To make a choice between ManualResetEvent or Thread.Sleep()

deostroll picture deostroll · Nov 4, 2009 · Viewed 21.3k times · Source

I am not sure which strategy to adopt...I am focusing on my operation getting completed, but I'd also like to keep performance issues to a min too...there is a method called Execute() which has to wait (run synchronously) until an operation completes. This operation happens on another thread. There are 2 ways to implement the same thing...

By using ManualResetEvent

void Execute()
{
    taskHandle = new ManualResetEvent(false);
    .
    .
    //delegate task to another thread
    .
    .
    taskHandle.WaitOne();
}

OR

By using a simple while construct

void Execute()
{
    .
    .
    //delegate task to another thread
    .
    .
    while (!JobCompleted)
        Thread.Sleep(1000);
}

Which one of the two approaches should I adopt...why?

EDIT:

Q2. What if I just had an empty while contruct? Whats the difference...?

while(!JobCompleted);

EDIT: (something I gathered before)

http://www.yoda.arachsys.com/csharp/threads/waithandles.shtml - This article says manualresets are comparitively slower because they go out of managed code and back in...

Answer

Adam Robinson picture Adam Robinson · Nov 4, 2009

Out of curiosity, why ManualResetEvent and not AutoResetEvent? Either way, go with the OS primitive over a sleep-check-sleep approach.

You could also use a Monitor lock (either explicitly through Monitor.Enter and Monitor.Exit, or through a lock block), but the approach should be based upon what you're actually doing; if it's a scenario of "there's only one of these things and I need exclusive access", then use a Monitor lock.

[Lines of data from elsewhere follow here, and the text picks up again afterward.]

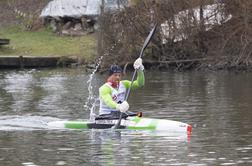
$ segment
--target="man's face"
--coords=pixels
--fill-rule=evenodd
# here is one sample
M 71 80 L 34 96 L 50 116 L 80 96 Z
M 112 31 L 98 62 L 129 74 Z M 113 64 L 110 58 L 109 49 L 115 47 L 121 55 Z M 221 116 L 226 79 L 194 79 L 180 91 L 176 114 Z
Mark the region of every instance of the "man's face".
M 112 74 L 109 79 L 113 82 L 119 83 L 122 78 L 122 73 L 114 73 Z

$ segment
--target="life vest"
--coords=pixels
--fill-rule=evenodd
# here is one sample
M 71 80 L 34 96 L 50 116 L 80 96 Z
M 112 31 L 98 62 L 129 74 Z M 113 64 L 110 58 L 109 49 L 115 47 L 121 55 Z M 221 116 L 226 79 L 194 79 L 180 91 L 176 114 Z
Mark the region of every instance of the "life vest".
M 113 88 L 109 83 L 106 83 L 106 86 L 108 86 L 109 88 L 111 88 L 112 90 L 112 99 L 113 101 L 115 101 L 116 103 L 122 103 L 124 101 L 125 98 L 125 94 L 126 94 L 126 87 L 124 86 L 124 84 L 120 81 L 119 83 L 119 87 L 118 90 Z M 100 111 L 99 114 L 109 114 L 112 111 L 118 111 L 116 109 L 112 109 L 109 106 L 107 106 L 102 99 L 100 99 Z

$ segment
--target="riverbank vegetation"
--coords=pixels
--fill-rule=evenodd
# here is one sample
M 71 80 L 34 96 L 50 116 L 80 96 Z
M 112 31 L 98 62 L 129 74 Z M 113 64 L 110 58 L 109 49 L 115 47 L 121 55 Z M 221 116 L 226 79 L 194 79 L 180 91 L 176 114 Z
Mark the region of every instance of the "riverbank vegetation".
M 137 58 L 153 24 L 144 61 L 157 68 L 251 69 L 252 1 L 134 1 L 102 17 L 103 65 Z
M 0 48 L 1 55 L 75 56 L 90 60 L 96 55 L 94 35 L 79 37 L 58 36 L 46 28 L 24 31 L 20 26 L 0 30 L 1 37 L 10 39 L 10 45 Z

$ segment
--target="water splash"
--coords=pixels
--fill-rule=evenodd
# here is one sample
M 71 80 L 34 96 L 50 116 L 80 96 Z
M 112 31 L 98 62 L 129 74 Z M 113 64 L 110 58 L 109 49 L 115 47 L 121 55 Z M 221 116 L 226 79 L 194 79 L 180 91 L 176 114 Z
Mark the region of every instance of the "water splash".
M 92 71 L 92 73 L 89 75 L 89 79 L 87 81 L 88 83 L 88 98 L 87 101 L 84 105 L 84 108 L 87 109 L 90 112 L 90 121 L 93 121 L 96 114 L 95 114 L 95 106 L 96 103 L 98 101 L 98 97 L 94 94 L 93 92 L 93 86 L 92 86 L 92 80 L 94 77 L 94 74 L 96 73 L 96 71 L 98 70 L 101 62 L 102 62 L 103 56 L 101 56 L 100 58 L 98 58 L 98 62 L 95 65 L 95 69 Z
M 122 36 L 122 34 L 121 34 Z M 118 40 L 118 43 L 120 43 L 121 39 Z M 98 102 L 99 100 L 99 97 L 96 96 L 94 93 L 93 93 L 93 86 L 92 86 L 92 80 L 93 80 L 93 77 L 94 77 L 94 74 L 96 73 L 96 71 L 98 70 L 101 62 L 102 62 L 102 59 L 104 56 L 109 56 L 109 53 L 112 52 L 115 48 L 116 48 L 116 45 L 117 43 L 114 43 L 110 49 L 106 49 L 104 51 L 104 54 L 98 58 L 98 62 L 96 63 L 95 65 L 95 69 L 93 70 L 93 72 L 90 74 L 89 76 L 89 79 L 87 81 L 88 83 L 88 98 L 87 98 L 87 101 L 85 102 L 84 104 L 84 108 L 87 109 L 88 111 L 90 111 L 90 116 L 89 116 L 89 120 L 90 121 L 94 121 L 95 119 L 95 108 L 96 108 L 96 103 Z

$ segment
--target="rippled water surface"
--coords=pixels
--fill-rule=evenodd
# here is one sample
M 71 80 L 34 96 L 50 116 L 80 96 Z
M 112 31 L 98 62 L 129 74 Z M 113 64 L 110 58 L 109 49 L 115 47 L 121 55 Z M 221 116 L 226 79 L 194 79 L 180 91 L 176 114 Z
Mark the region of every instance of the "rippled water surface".
M 191 124 L 190 137 L 48 128 L 89 119 L 105 80 L 94 75 L 90 98 L 89 76 L 82 69 L 1 70 L 0 165 L 252 165 L 252 73 L 146 71 L 131 111 Z

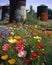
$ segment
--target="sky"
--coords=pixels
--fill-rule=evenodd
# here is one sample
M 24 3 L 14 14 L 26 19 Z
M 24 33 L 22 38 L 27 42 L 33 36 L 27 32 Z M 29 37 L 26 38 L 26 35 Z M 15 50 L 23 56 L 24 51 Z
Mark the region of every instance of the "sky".
M 0 0 L 0 5 L 8 4 L 9 0 Z M 26 9 L 29 10 L 29 7 L 32 5 L 33 9 L 37 11 L 37 6 L 45 4 L 48 8 L 52 9 L 52 0 L 26 0 Z

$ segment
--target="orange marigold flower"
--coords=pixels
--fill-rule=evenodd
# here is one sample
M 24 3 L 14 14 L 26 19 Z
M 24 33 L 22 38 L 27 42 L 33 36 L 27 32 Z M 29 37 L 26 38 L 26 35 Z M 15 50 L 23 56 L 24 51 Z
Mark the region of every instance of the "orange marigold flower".
M 21 36 L 14 36 L 14 38 L 19 40 L 19 39 L 21 39 Z
M 3 55 L 3 56 L 1 56 L 1 59 L 2 59 L 2 60 L 7 60 L 7 59 L 8 59 L 8 55 Z
M 8 39 L 12 39 L 12 38 L 13 38 L 13 36 L 9 36 L 9 37 L 8 37 Z
M 15 64 L 15 62 L 16 62 L 15 59 L 10 59 L 10 60 L 8 60 L 8 63 L 11 64 L 11 65 L 12 65 L 12 64 Z

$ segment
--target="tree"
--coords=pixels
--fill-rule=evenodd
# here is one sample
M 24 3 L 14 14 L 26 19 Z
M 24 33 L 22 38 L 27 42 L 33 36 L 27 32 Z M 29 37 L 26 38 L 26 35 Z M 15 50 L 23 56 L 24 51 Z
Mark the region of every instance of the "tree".
M 13 20 L 16 20 L 18 22 L 21 18 L 25 19 L 26 16 L 26 10 L 24 7 L 25 5 L 26 0 L 10 0 L 9 23 L 12 23 Z

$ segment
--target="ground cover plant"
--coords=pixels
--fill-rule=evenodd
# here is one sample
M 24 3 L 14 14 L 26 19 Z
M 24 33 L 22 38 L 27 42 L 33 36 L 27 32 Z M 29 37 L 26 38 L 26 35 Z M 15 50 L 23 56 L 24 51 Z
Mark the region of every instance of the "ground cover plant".
M 52 65 L 52 35 L 37 25 L 0 28 L 0 64 Z

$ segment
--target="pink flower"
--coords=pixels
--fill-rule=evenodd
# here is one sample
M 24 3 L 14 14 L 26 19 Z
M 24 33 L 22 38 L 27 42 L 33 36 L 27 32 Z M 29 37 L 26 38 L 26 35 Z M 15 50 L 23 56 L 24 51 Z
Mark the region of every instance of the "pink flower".
M 17 44 L 21 44 L 21 45 L 24 45 L 26 43 L 26 40 L 19 40 L 16 42 Z
M 10 44 L 4 44 L 4 45 L 2 46 L 2 50 L 3 50 L 3 51 L 8 51 L 10 48 L 11 48 L 11 45 L 10 45 Z
M 23 50 L 18 53 L 18 57 L 24 58 L 27 54 L 27 51 Z
M 25 44 L 26 40 L 18 40 L 15 46 L 16 51 L 20 52 L 22 50 L 24 50 L 24 44 Z
M 19 45 L 17 44 L 16 47 L 15 47 L 15 49 L 16 49 L 16 51 L 19 52 L 19 51 L 21 51 L 21 50 L 24 49 L 24 46 L 23 45 L 20 45 L 20 44 Z
M 4 65 L 4 64 L 1 63 L 0 65 Z

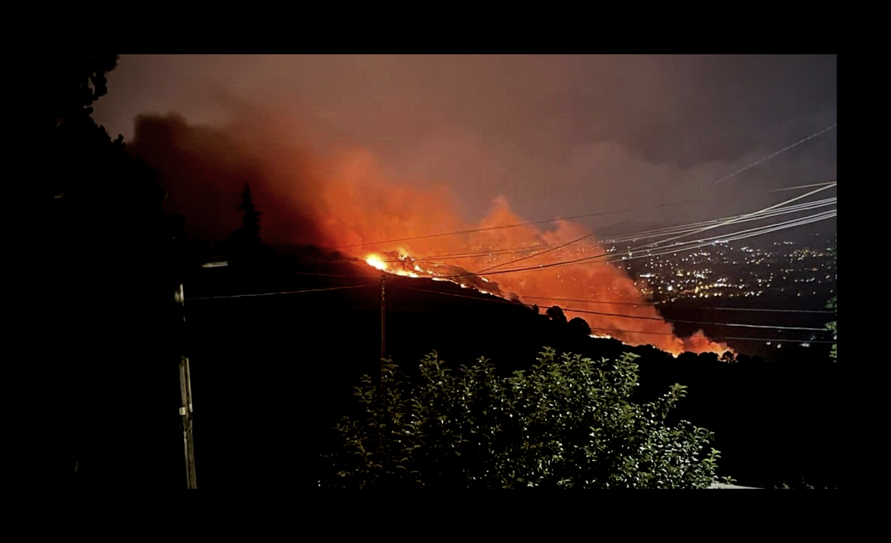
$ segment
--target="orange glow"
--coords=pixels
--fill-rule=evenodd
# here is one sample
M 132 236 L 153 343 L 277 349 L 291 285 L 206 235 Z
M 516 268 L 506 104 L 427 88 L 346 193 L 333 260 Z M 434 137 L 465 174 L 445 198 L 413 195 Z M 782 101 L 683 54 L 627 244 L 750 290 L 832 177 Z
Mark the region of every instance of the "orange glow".
M 701 332 L 676 337 L 634 281 L 601 259 L 544 267 L 605 253 L 587 237 L 536 255 L 592 234 L 583 225 L 556 221 L 432 236 L 516 225 L 524 218 L 496 198 L 482 219 L 467 220 L 447 186 L 397 178 L 361 148 L 318 152 L 303 135 L 298 125 L 276 115 L 241 115 L 220 128 L 191 127 L 176 116 L 143 117 L 137 119 L 134 148 L 169 183 L 170 210 L 194 218 L 196 236 L 220 239 L 239 227 L 231 202 L 249 181 L 270 244 L 315 244 L 362 258 L 376 270 L 452 281 L 543 309 L 559 305 L 568 318 L 586 320 L 592 334 L 633 346 L 651 344 L 674 355 L 730 350 Z M 486 273 L 518 268 L 524 269 Z
M 380 270 L 387 269 L 387 264 L 380 259 L 380 257 L 379 257 L 376 254 L 368 255 L 368 258 L 365 259 L 365 262 L 367 262 L 369 266 L 371 266 L 375 269 L 380 269 Z
M 331 247 L 364 254 L 376 269 L 405 276 L 448 280 L 508 298 L 511 293 L 527 304 L 542 308 L 566 306 L 568 318 L 580 317 L 593 334 L 610 336 L 634 346 L 650 344 L 674 356 L 691 351 L 722 354 L 725 344 L 710 341 L 698 332 L 689 338 L 674 334 L 634 281 L 621 269 L 593 259 L 565 267 L 538 268 L 568 259 L 605 254 L 593 238 L 511 263 L 549 247 L 587 234 L 570 221 L 558 221 L 550 229 L 526 225 L 460 235 L 422 237 L 446 232 L 473 230 L 524 222 L 504 198 L 495 201 L 491 211 L 476 224 L 459 219 L 451 194 L 443 187 L 428 189 L 395 185 L 384 180 L 374 157 L 365 151 L 344 153 L 331 162 L 320 190 L 316 223 Z M 402 240 L 380 243 L 386 240 Z M 359 245 L 344 247 L 345 245 Z M 539 247 L 535 249 L 535 247 Z M 504 252 L 503 250 L 515 250 Z M 368 251 L 374 251 L 368 253 Z M 437 258 L 438 257 L 438 258 Z M 532 268 L 507 274 L 473 276 L 469 272 L 503 265 L 492 271 Z M 484 272 L 485 273 L 485 272 Z M 530 297 L 590 300 L 561 302 Z M 631 305 L 629 305 L 631 304 Z M 627 315 L 631 317 L 617 317 Z M 644 317 L 644 318 L 635 318 Z

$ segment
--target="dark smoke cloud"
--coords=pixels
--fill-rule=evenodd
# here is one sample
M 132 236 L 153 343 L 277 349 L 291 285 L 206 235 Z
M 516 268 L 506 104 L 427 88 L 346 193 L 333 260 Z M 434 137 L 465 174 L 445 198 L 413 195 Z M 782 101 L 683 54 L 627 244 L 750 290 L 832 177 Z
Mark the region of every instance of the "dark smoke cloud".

If it's "I need to wait until the other thread finishes for reasons other than resource access", then use an AutoResetEvent or ManualResetEvent.

The suggestions to use Thread.Join are good if (and only if)

  1. You have access to the other Thread object
  2. You don't want to execute until the other thread terminates.

If either isn't true (you don't have access, or the other thread won't terminate, it will just signal an "all clear") then Thread.Join isn't viable.

The worst option is

while(!JobCompleted);

As that will tie up the processor with needless checks of the variable without any pause in between them. Yes, it will block your thread until the operation completes, but you'll max out CPU usage (or at least a single core's worth).